Poi provocati a’ sdegni i miei favori
O regi, voi ch’insuperbite tanto
D’Amor la mercè
Trascrizione del testo poetico
A’ la ruota, a’ la benda
Al biondo crine, al volto,
Chi non sa chi mi sia quanto è pur stolto.
La Fortuna son’ io, ciascun m’intenda.
A me dal Ciel fu dato
A comandare a’ i venti,
E di reggere il mondo, e gl’elementi.
Il nocchier lasci le sponde,
E s’aggiri in mar crudele;
Quando a lui sarò fedele
L’aure, e l’acque avrà seconde.
Sol dall’onde resta absorto
L’infelice cui non lice,
Mentre sorte non ha giungere in porto.
Invano amanti
lL’aita chiedete
A chi vi tormenta:
Io posso darvi
La vita io rendo
Un’alma contenta.
Di Creta giunse Irene
Per cibo del mostro fiero,
Theseo divien prigioniero
Di due pupille serene.
Ma nulla l’amante spera,
Ch’à morte è già condannato;
Amore non cangia il fato,
Il fato ad Amor impera.
Io scopro a lui quel valore
Ch’uccide il mostro tiranno,
E fuori dal cieco inganno
Ritorna poi vincitore.
Felice all’hor che riluce
Diana, nel Ciel festosa
Rapisce l’amata sposa,
E seco altrove l’adduce.
Godendo del bel sembiante,
Vede che sol può la sorte
Ritorre un’alma da morte,
Far lieto un misero amante.
Chi serba fedel Costanza,
E brama mercé da Cupido,
S’amica a lui non arride
È vana la sua speranza.
Le stelle, Amor, la bellezza,
Ministre del mio volere
Non hanno un’alma godere,
Che soffra la mia fierezza.
Se andrà a nuoto, si crede
Solcare l’instabile Egeo,
Ma resta nell’acque un Orfeo,
Né trova pietà sua fede.
Mai non ponno goder mercede alcuna
Costanza e fe’ senza fortuna.
Sparge invano i sudori, e s’affatica
Chi la Ver[tù?] prende,
Se la sorte ha nemica.
Arion [crede?] co ‘l suono
Di placar gl’empi nocchieri;
Chiede sol la vita in dono,
E la negano quei feri.
Pur Orfeo ne’ foschi imperi con la cetra
Quanto brama alfin l’impetra;
E piangendo le sue doglie
Euridice a morte toglie.
Dunque ogn’alma vede e prova
Ch’a un sventurato la virtù non giova.
Altri forse si pensa
Viver da me lontano
Con gir dove rimbomba
Festosa la vincitrice tromba.
Là ne’ campi di Marte
Dove lo sdegno accende ogni guerriero
Che prò, valore et arte
Senza me? Qual campion trionfa altero?
Il compartir le palme è sol mia gloria;
Chi fortuna non ha, non ha vittoria.
Con poche forze abbatte
Le divine potenze il Greco invitto;
Appena egli combatte
Ch’ogni esercito cade al suol trafitto.
Ma de’ tanti trionfi è mia la gloria
Chi fortuna non ha non ha vittoria.
Poi provocati a’ sdegni i miei favori
Il suo laccio vitale
Ne’ la più cara età morte disciolse
E un picciolo marmo un Alessandro accolse.
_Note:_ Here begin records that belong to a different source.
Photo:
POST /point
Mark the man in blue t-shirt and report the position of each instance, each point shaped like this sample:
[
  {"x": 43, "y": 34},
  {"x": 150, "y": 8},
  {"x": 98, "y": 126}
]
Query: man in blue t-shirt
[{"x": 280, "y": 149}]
O regi, voi ch’insuperbite tanto
Sù frenate l’ardire ahi non vedete!
Ch’intenda ancor ne’ vostri petti ‘l pianto.
Se de’ regi splendori
Adornai l’Oriente di vostra breve vita
Non sia l’alma superba e troppo ardita.
Temete, pur temete
Ch’io non turbi il meriggio, o l’Occidente.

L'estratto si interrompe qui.